Because of the pastoral subject and the sections in prose, Arcadia could also be considered an example of the Pastoral novel genre. Sannazaro can be considered the founder of this literary genre; another well known example is L'Astrée by Honoré d'Urfé.

== Narrative ==
Both the poems (eclogues) and the prose sections of Arcadia constitute a continuous, if episodic, narrative. A young man called Sincero leaves his home in Naples and voyages to Arcadia, a rural area of Greece. There he joins a group of Arcadian shepherds in their work and leisure. They celebrate a spring festival in honor of Pales, the classical goddess of shepherds, and participate in singing contexts. Several young men recount their sad love affairs: one of them is the narrator, who eventually reveals that he is in fact the author, Sannazaro. The group consults a magician who purports to be able to cure lovesickness. The book is tinged with melancholy, deriving from the difficulties of love and the sorrows of death, leading to several poetic pastoral elegies. Near the end of the book, the shepherds mourn the first anniversary of the death of "Massilia"--perhaps based on Sannazaro's own mother—and celebrate her memory with funeral games reminiscent of those in the Iliad and the Aeneid.

In a startling conclusion, Sincero leaves Arcadia and is guided home by a nymph through an undersea passage, viewing the headwaters of all the rivers of the world and the volcanic cores below Mount Vesuvius, as well as the buried city of Pompeii (not to be excavated for another two centuries). He returns home only to find that Naples is also consumed with melancholy: a final eclogue is a moving elegy to the death of the wife of Sannazaro's mentor and colleague, the humanist scholar Giovanni Pontano.

Underlying the melancholy is a deep sense of social fragility, almost certainly referencing the multiple invasions and regime changes in Naples and the other states of the peninsula in the late 15th-century. Arcadia, though Utopian in many ways, is seen as subject to the loss of good government through death and predators.

== Publication history ==
The publication history of Arcadia has two phases. The first follows the tradition of manuscripts consisting of an introduction ("proemio") and ten units in prose and verse. Initially this literary collection was called Aeglogarum liber Arcadium inscriptus then Sannazaro decided to change the name to Libro pastorale nominato (intitulato) Arcadio.

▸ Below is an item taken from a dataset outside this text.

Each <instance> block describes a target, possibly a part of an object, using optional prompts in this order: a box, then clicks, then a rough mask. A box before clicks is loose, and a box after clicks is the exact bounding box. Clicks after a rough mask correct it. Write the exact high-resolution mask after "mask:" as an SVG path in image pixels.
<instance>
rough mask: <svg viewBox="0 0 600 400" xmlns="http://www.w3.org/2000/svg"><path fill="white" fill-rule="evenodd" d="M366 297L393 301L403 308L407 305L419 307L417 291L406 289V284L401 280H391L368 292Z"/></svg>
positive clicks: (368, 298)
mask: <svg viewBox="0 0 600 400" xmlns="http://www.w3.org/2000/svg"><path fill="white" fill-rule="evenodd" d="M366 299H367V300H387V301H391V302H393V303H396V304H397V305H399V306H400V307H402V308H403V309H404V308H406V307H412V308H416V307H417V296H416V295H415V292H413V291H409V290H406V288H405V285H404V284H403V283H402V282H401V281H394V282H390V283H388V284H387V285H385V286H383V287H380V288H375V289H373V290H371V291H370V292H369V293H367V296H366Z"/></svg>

Some years later Sannazaro modified the whole Arcadia again. The title became simply Arcadia and now consisted of a dedication, an introduction, twelve units of prose and verse, and an epilogue (A la Zampogna – To the bagpipes).
Three eclogues (I, II and VI) were probably composed before Sannazaro planned to write Arcadia.
They were modified and added to the Pastoral novel. The first version of Arcadia with introduction and the ten units of prose and verse was completed towards the end of 1484. A flawed version was published in Venice in 1501 without the approval of the author. The same edition was reprinted by Bernardino da Vercelli in 1502.
The second edition was completed by Sannazaro around 1495. This last version was published by Pietro Summonte, who was a humanist and member of the Accademia Pontaniana, in Naples in 1504.

== Style ==
The early fame of Arcadia in Italy was due to its linguistic merits.
What made this literary work so original was Sannazaro's decision to write in the Italian language instead of in a regional dialect or in Latin, which was extremely popular in the 15th and 16th centuries. Its style created a completely artificial literary idiom, unspoken by either Florentines or Neapolitans.
The language used in Arcadia seems to blend Giovanni Boccaccio's prose and Petrarch's poetry.

== Reception ==
When Arcadia was printed in the 16th century, it became a bestseller.
In Italy alone more than 66 editions were printed. Inspired in part by classical authors who described the pastoral world (Virgil, Theocritus, Ovid, Tibullus), and in part by Giovanni Boccaccio's Ameto, Sannazaro wrote a literary work that can be considered the first production of the European Renaissance.

A translation of the Arcadia into contemporary English, with an introduction and commentary, was published by Nicholas R. Jones in 2025; it is only the second translation of the book in English.